Question

What would be the approximate 95% confidence interval for the mean number of ounces of catchup bottle in the sample

Answer 1

The 95% confidence interval for the mean number of ounces of ketchup bottle is (23.8, 24.2).

Explanation:

The complete question is:

Suppose that a restaurant chain claims that its bottles of ketchup contain 24 ounces of ketchup on average, with a standard deviation of 0.8 ounces.

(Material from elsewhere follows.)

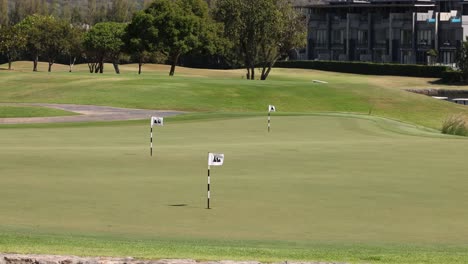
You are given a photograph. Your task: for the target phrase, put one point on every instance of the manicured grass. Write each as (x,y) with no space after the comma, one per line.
(331,187)
(30,111)
(290,90)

If you took a sample of 49 bottles of ketchup, what would be the approximate 95% confidence interval for the mean number of ounces of ketchup per bottle in the sample?

Solution:

The (1 - α)% confidence interval for the population mean is:

`CI=\bar x\pm z_(\alpha/2)\ (\sigma)/(√(n))`

The information provided is:

`\bar x=24\\\sigma=0.8\\n=49\\\text{Confidence Level}=95\%`

The critical value of z for 95% confidence level is:

`z_(\alpha/2)=z_(0.05/2)=z_(0.025)=1.96`

*Use a z-table.

Compute the 95% confidence interval for the mean number of ounces of ketchup per bottle as follows:

`CI=\bar x\pm z_(\alpha/2)\ (\sigma)/(√(n))`

`=24\pm1.96\cdot (0.80)/(√(49))\\\\=24\pm 0.224\\\\=(23.776, 24.224)\\\\\approx (23.8, 24.2)`

Thus, the 95% confidence interval for the mean number of ounces of ketchup bottle is (23.8, 24.2).